D’après un élu de la région, l’armée malienne et ses alliés russes ont quitté leurs positions dans la matinée du vendredi 1er mai, avant l’arrivée des groupes armés. Une source sécuritaire affirme qu’« aucun affrontement direct n’a eu lieu », les forces régulières ayant procédé à une évacuation anticipée du site. Côté rebelle, un responsable du FLA évoque même une forme de reddition.
La perte de Tessalit constitue un revers militaire majeur pour Bamako. Cette base, l’une des plus anciennes installations militaires du nord malien, dispose d’une vaste piste d’atterrissage capable de recevoir hélicoptères et avions de transport lourd. Sa localisation au cœur du Sahara en faisait un point d’observation, de ravitaillement et de projection stratégique de premier ordre pour l’armée malienne et les contingents russes déployés dans la zone.

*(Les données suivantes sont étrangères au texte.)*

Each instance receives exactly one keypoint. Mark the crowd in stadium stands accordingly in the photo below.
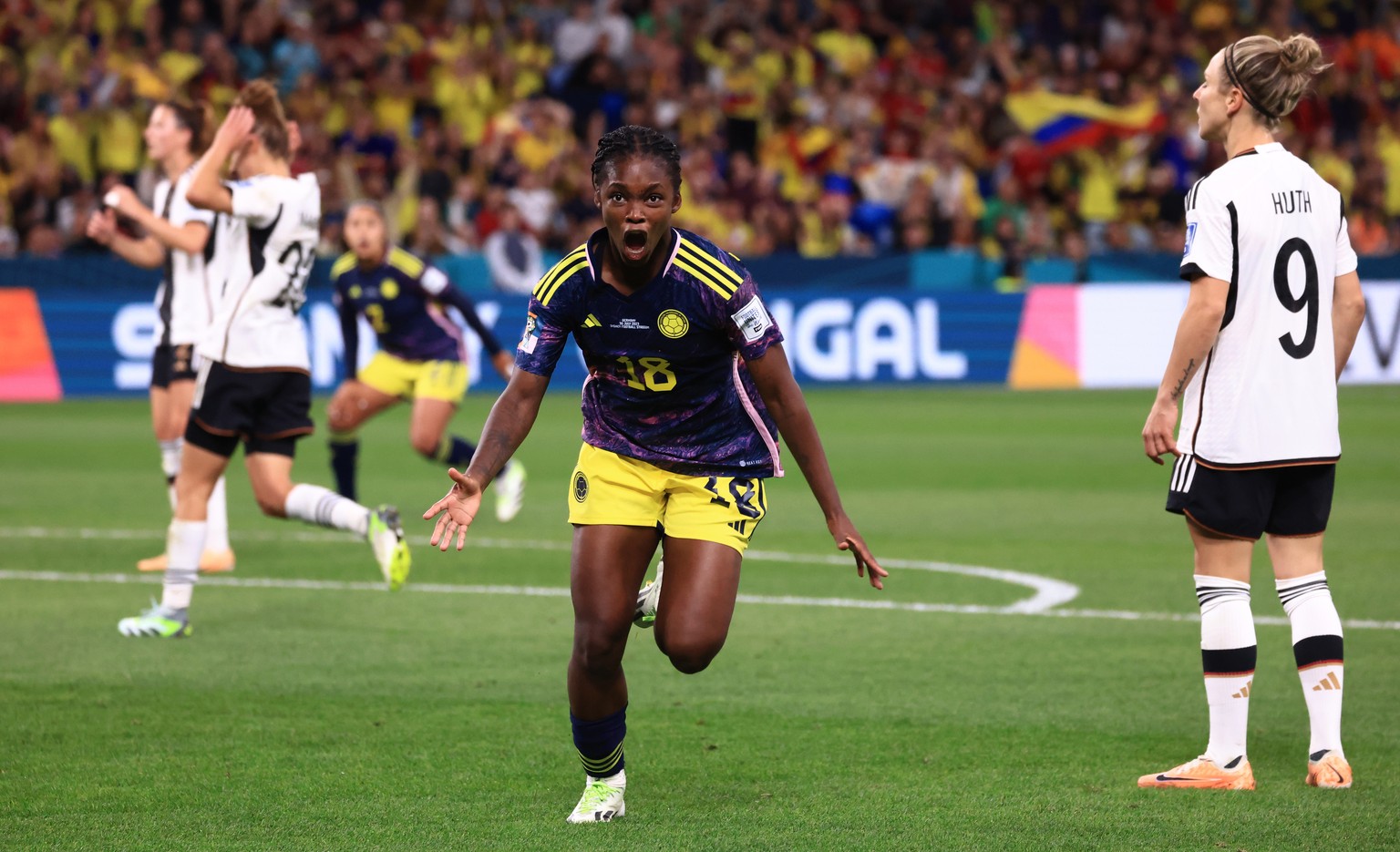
(814, 126)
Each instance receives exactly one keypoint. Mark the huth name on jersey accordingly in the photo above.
(1294, 200)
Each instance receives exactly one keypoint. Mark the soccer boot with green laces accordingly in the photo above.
(647, 599)
(601, 800)
(386, 536)
(156, 622)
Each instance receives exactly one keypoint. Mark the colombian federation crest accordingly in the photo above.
(673, 323)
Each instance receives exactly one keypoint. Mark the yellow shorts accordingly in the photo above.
(416, 379)
(612, 488)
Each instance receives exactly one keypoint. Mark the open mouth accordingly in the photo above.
(634, 243)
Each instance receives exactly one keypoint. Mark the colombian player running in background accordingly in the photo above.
(422, 354)
(1270, 322)
(687, 391)
(255, 382)
(180, 240)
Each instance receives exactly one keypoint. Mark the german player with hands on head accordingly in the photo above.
(253, 385)
(1272, 313)
(687, 391)
(180, 241)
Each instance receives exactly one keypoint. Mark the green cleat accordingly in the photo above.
(386, 536)
(647, 601)
(154, 624)
(602, 800)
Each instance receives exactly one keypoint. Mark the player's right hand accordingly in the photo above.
(458, 509)
(101, 227)
(235, 128)
(1157, 433)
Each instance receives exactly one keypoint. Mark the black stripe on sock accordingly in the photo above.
(1230, 661)
(1285, 596)
(1311, 651)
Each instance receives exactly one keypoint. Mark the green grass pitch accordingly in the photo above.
(349, 718)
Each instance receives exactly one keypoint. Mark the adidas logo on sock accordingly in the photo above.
(1327, 683)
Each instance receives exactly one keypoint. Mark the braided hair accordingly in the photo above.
(629, 140)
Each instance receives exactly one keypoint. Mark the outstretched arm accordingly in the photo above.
(1194, 337)
(188, 238)
(506, 428)
(786, 403)
(144, 252)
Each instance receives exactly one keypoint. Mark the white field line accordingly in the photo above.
(1052, 587)
(1049, 592)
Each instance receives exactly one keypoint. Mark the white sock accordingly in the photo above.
(1228, 655)
(183, 545)
(326, 508)
(1318, 652)
(217, 518)
(170, 465)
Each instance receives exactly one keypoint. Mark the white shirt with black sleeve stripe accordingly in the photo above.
(1276, 232)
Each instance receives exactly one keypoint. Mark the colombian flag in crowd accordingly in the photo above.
(1062, 123)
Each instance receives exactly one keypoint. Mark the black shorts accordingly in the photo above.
(174, 364)
(265, 409)
(1246, 504)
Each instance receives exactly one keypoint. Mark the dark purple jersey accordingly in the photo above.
(666, 376)
(405, 301)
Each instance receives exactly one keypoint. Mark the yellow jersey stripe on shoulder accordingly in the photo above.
(548, 293)
(344, 264)
(553, 273)
(405, 262)
(705, 277)
(721, 271)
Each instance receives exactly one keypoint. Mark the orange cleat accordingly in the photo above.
(211, 562)
(1204, 774)
(1329, 770)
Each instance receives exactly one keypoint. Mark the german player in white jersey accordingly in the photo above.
(1272, 313)
(178, 241)
(253, 385)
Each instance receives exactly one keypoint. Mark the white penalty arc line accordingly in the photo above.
(332, 585)
(1047, 592)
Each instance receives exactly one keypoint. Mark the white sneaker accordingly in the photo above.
(601, 800)
(510, 491)
(647, 601)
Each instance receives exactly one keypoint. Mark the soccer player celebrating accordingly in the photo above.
(422, 354)
(1272, 313)
(180, 240)
(255, 385)
(687, 389)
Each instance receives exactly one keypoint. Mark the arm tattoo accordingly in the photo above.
(1186, 374)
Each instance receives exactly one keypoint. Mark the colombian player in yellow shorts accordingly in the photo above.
(686, 395)
(422, 354)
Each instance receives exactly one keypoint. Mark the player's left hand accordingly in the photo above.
(1157, 433)
(851, 540)
(504, 364)
(458, 509)
(235, 129)
(122, 199)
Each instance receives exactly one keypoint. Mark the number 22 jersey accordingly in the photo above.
(1270, 227)
(268, 248)
(666, 378)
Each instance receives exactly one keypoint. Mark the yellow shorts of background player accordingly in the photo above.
(416, 379)
(612, 488)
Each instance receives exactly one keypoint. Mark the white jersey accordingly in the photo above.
(271, 242)
(182, 301)
(1277, 232)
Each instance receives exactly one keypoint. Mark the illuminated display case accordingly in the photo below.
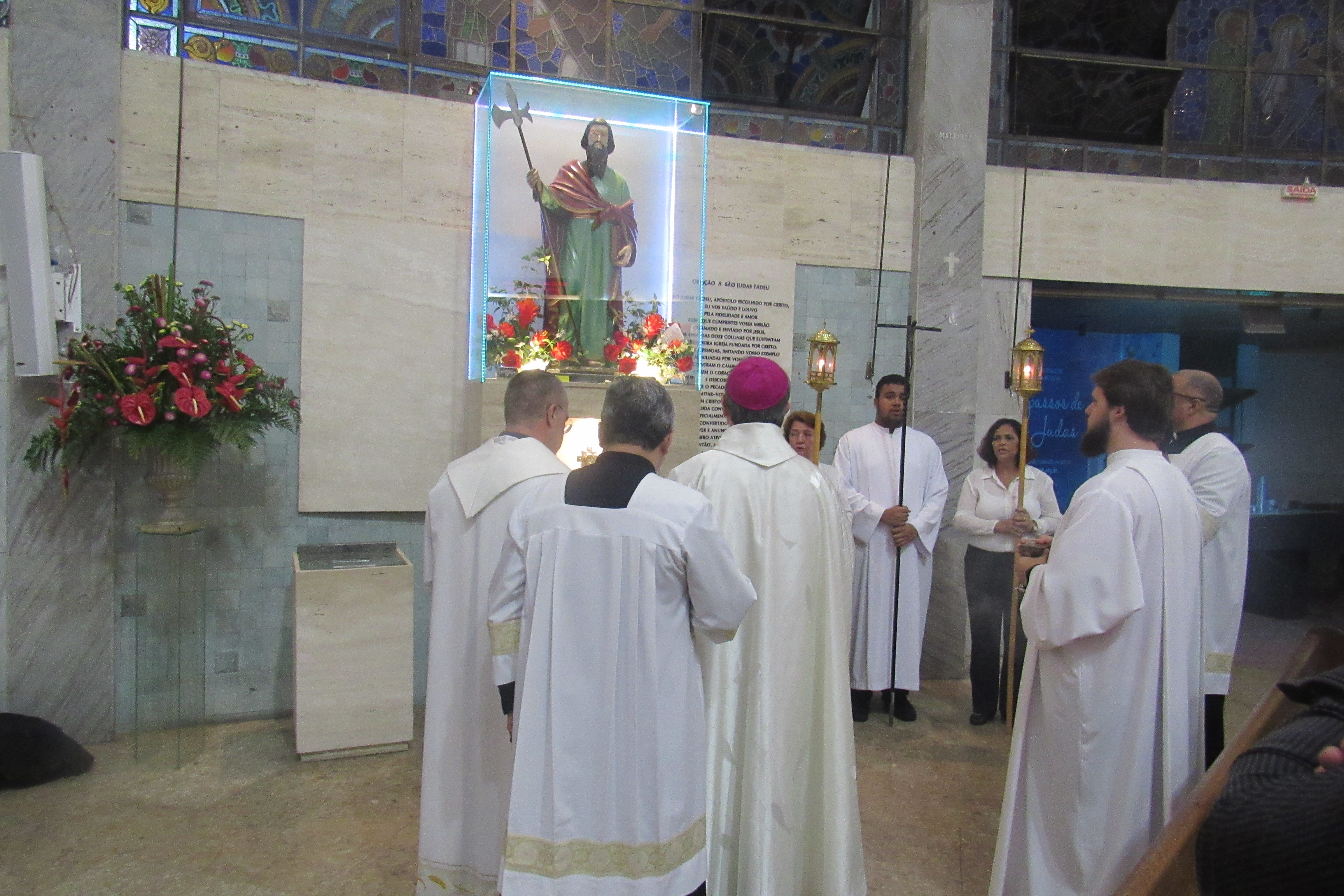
(588, 245)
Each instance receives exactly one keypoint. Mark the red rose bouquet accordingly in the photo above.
(169, 377)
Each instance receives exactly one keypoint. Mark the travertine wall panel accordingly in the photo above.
(1113, 229)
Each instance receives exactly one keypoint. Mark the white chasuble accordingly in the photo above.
(869, 460)
(468, 757)
(1109, 730)
(784, 804)
(592, 613)
(1217, 471)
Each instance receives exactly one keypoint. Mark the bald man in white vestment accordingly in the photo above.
(1217, 471)
(1108, 727)
(468, 757)
(784, 805)
(869, 460)
(605, 575)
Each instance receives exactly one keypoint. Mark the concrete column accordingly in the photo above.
(949, 116)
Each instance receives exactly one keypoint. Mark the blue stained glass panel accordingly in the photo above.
(148, 36)
(374, 21)
(273, 13)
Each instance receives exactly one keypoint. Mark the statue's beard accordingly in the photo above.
(1096, 438)
(597, 162)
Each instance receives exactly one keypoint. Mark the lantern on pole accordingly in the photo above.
(822, 375)
(1027, 379)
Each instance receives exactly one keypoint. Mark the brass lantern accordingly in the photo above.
(822, 375)
(1029, 367)
(822, 359)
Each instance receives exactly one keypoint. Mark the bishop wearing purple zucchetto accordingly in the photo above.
(784, 806)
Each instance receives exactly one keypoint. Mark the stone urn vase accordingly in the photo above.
(171, 480)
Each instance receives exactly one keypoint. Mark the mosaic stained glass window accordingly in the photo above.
(1260, 93)
(363, 19)
(272, 13)
(151, 36)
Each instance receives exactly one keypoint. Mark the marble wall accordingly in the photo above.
(249, 500)
(65, 78)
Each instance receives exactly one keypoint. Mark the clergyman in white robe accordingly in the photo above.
(468, 757)
(592, 612)
(1108, 727)
(784, 804)
(869, 460)
(1217, 471)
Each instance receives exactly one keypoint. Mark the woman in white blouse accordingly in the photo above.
(988, 514)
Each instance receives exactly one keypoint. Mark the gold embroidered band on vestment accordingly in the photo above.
(505, 637)
(537, 856)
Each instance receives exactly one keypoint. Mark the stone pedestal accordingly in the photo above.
(587, 404)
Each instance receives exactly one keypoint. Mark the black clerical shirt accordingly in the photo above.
(608, 483)
(1183, 440)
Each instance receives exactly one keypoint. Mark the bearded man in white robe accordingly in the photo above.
(1108, 727)
(870, 463)
(468, 757)
(1217, 471)
(605, 575)
(784, 804)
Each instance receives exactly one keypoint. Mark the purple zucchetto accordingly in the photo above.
(757, 383)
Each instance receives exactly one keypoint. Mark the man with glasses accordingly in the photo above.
(1217, 471)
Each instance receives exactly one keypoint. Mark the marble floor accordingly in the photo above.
(246, 820)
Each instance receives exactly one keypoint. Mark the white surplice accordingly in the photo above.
(1109, 724)
(784, 805)
(1217, 471)
(869, 460)
(592, 613)
(468, 757)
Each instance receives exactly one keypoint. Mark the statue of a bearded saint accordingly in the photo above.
(591, 234)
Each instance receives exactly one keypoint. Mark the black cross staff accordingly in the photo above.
(910, 327)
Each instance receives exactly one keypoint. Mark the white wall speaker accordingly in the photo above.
(27, 256)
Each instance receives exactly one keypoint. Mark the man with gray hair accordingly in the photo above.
(604, 577)
(1217, 471)
(468, 760)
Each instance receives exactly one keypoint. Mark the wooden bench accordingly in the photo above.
(1168, 867)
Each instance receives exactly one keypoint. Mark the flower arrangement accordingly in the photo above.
(169, 377)
(648, 346)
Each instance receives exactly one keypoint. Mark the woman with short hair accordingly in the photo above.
(988, 514)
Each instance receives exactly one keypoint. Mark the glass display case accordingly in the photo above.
(588, 245)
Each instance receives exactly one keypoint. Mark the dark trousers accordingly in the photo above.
(988, 598)
(1213, 727)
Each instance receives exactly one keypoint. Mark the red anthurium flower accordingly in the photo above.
(527, 312)
(654, 326)
(139, 407)
(232, 396)
(181, 373)
(191, 401)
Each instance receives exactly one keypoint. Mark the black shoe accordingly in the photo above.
(902, 708)
(859, 704)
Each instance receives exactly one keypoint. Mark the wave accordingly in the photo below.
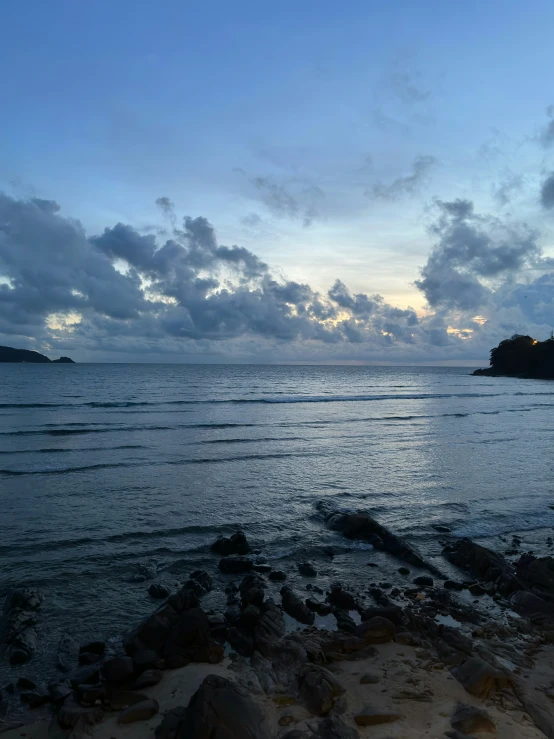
(49, 470)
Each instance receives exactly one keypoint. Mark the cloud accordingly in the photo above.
(507, 187)
(305, 204)
(471, 253)
(547, 192)
(404, 186)
(124, 294)
(546, 136)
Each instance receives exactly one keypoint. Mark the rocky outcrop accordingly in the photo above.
(235, 544)
(179, 632)
(362, 526)
(17, 625)
(219, 708)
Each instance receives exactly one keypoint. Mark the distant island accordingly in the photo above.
(9, 354)
(522, 356)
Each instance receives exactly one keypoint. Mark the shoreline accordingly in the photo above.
(425, 647)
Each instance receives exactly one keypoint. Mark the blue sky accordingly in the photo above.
(294, 128)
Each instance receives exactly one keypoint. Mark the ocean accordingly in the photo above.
(108, 469)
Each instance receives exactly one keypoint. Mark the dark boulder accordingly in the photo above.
(295, 607)
(139, 712)
(235, 544)
(234, 564)
(341, 598)
(159, 590)
(363, 526)
(220, 709)
(277, 575)
(377, 630)
(190, 640)
(307, 569)
(118, 670)
(318, 689)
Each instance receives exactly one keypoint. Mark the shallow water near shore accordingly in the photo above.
(107, 467)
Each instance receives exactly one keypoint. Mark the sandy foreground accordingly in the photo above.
(403, 680)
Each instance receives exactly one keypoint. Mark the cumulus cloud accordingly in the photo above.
(509, 184)
(547, 192)
(303, 203)
(404, 186)
(124, 293)
(471, 253)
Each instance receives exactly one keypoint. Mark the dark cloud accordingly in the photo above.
(404, 186)
(471, 252)
(304, 202)
(547, 192)
(130, 294)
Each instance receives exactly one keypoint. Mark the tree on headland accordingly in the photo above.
(522, 356)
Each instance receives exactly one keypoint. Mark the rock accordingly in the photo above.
(219, 708)
(391, 613)
(341, 598)
(120, 699)
(345, 622)
(171, 723)
(93, 647)
(236, 544)
(145, 659)
(158, 590)
(529, 604)
(479, 678)
(477, 589)
(424, 581)
(333, 727)
(252, 590)
(469, 719)
(88, 658)
(190, 640)
(118, 670)
(362, 526)
(148, 678)
(377, 630)
(24, 683)
(139, 712)
(307, 569)
(370, 678)
(270, 628)
(85, 675)
(34, 698)
(373, 715)
(240, 641)
(10, 725)
(203, 579)
(234, 564)
(484, 564)
(295, 607)
(59, 691)
(89, 694)
(453, 585)
(286, 719)
(318, 688)
(72, 714)
(143, 573)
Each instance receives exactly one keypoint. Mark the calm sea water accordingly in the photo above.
(107, 467)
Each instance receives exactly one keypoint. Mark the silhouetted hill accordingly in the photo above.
(9, 354)
(522, 356)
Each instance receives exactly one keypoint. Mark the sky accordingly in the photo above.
(276, 182)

Au Mali, une junte fragilisée face à l’avancée des groupes armés
La chute de Tessalit survient après celle de Kidal et d’Aguelhok, confirmant la progression rapide de l’alliance de circonstance entre le JNIM, affilié à Al-Qaïda, et la rébellion touarègue du FLA dans le nord du Mali. Sur le terrain comme sur le plan symbolique, cette série de revers met en lumière l’effritement du dispositif sécuritaire de la junte dirigée par le colonel Assimi Goïta.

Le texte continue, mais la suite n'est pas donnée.